If you’ve been out shopping, you know from all the red, pink, and white merchandise that Valentine’s Day is just around the corner. But why not MAKE cards for those special people rather than buying them? Donna Krebill recently demonstrated fabric postcard-making at her quilt guild, and generously shared her instructions with us. Jo
Our January quilt guild meeting was designated “School House,” and members volunteered to speak for 10 to 15 minutes about some aspect of quilting. I chose Fabric Postcards, something I did as a kid but an activity I now understand has an international following of crafters who share their cards.
- Basic sewing kit, including fabric shears.
- Paper scissors (Don’t cut paper with your good sewing shears!)
- Cardstock – much of it can be junk mail. What a way to recycle!
- Regular stash of fabrics – which we all have, don’t we?
- Fusible web such as WonderUnder, Steam-a-Seam 2, or poly-web, or fusible interfacing or batting.
- LOTS of imagination!
Post Office Requirements
Obey every point – they are stiff about this. And, if mailing outside the United States, there are additional restrictions.
- 4 x 6 inch finished card size.
- No more than 1/8 inch thick.
- Use a self-adhesive stamp.
- Embellishments are okay, but if bulky, place card inside an envelope.
Note: Behind the scenes at a Post Office, many carriers are excited about seeing these cards and take extra care in getting them delivered.
1. Construct the top of the card like a quilt, layering the backing, batting, and top. Card tops can be pieced, appliqued, or whole cloth in appearance.
2. For the back of the card, fuse plain muslin to the cardstock using your chosen fusible product. On the front of the cardstock/muslin piece, stitch a vertical line. The right-hand side is for the address and stamp, while the left-hand side is to have the words Post Card written at the top.

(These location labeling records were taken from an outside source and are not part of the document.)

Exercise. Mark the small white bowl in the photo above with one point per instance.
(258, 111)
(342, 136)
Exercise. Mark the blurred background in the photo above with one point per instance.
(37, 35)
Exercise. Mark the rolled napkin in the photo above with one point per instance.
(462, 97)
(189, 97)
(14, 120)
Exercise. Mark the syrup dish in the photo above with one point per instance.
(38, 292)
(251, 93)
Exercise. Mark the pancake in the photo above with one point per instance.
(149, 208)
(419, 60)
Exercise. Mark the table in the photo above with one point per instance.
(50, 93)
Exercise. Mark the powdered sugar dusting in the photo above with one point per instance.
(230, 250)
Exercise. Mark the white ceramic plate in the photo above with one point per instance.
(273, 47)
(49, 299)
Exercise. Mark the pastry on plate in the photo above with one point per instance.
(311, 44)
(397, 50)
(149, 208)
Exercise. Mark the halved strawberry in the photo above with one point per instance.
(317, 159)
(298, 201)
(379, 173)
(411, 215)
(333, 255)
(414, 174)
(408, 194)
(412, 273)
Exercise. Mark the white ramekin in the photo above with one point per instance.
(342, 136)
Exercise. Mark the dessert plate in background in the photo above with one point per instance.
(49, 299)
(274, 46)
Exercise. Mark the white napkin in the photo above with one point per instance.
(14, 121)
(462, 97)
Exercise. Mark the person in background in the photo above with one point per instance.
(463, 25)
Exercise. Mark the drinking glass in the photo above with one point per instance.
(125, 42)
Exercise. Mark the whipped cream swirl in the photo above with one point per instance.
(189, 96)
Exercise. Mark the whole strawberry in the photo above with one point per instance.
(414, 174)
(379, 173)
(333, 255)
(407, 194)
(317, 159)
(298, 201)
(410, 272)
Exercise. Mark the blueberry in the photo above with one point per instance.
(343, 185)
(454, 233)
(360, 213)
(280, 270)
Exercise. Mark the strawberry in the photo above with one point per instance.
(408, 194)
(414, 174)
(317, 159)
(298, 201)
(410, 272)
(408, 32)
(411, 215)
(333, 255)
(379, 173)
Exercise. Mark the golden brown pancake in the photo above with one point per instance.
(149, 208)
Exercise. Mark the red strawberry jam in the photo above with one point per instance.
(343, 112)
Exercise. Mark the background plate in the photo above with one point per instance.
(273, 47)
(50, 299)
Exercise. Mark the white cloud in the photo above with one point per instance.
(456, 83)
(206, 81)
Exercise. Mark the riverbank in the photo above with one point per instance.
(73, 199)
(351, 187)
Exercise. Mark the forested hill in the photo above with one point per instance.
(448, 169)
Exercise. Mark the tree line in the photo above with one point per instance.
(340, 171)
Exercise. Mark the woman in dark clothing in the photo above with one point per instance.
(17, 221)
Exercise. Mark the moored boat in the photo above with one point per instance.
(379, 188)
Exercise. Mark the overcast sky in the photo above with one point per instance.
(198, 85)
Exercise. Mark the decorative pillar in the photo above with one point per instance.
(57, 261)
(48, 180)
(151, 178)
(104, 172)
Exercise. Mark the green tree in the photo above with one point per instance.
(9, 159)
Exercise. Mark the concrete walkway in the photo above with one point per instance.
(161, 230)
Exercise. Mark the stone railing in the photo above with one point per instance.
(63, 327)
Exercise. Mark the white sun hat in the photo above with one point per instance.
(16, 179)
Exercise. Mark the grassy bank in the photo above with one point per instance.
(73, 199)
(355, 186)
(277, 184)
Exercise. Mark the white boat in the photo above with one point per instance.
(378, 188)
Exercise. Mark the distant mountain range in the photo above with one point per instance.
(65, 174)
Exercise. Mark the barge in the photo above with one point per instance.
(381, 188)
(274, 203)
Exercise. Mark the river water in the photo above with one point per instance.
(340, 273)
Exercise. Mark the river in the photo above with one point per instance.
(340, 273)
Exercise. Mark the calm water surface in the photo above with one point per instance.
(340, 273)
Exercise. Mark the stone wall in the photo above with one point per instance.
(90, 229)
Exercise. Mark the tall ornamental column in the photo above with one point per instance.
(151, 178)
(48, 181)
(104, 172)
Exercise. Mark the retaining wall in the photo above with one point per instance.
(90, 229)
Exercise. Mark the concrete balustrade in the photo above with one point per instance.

I suggest writing personal messages in the opposite direction (vertically) to make them clearly different from the address.
3. Fuse the card top and back together using fusible web. Trim to 4″ x 6″. Satin stitch around the card.
4. Add the address, etc. with a permanent pen and there you go – a personally-crafted item from a crafty person to someone who knows you love fabrics and quilting. They will love it, and you will have saved $4 to $5 on a purchased card.
Everyone found it funny that those tiny half-square triangles are the cut off portions of flying geese I made for another quilt. No need to throw them away! I simply iron-tapped them upon the fusible batting and then satin-stitched them into a pinwheel. I finished off the card by adding and fusing scraps around the pinwheel, then pressed everything down and trimmed the edges.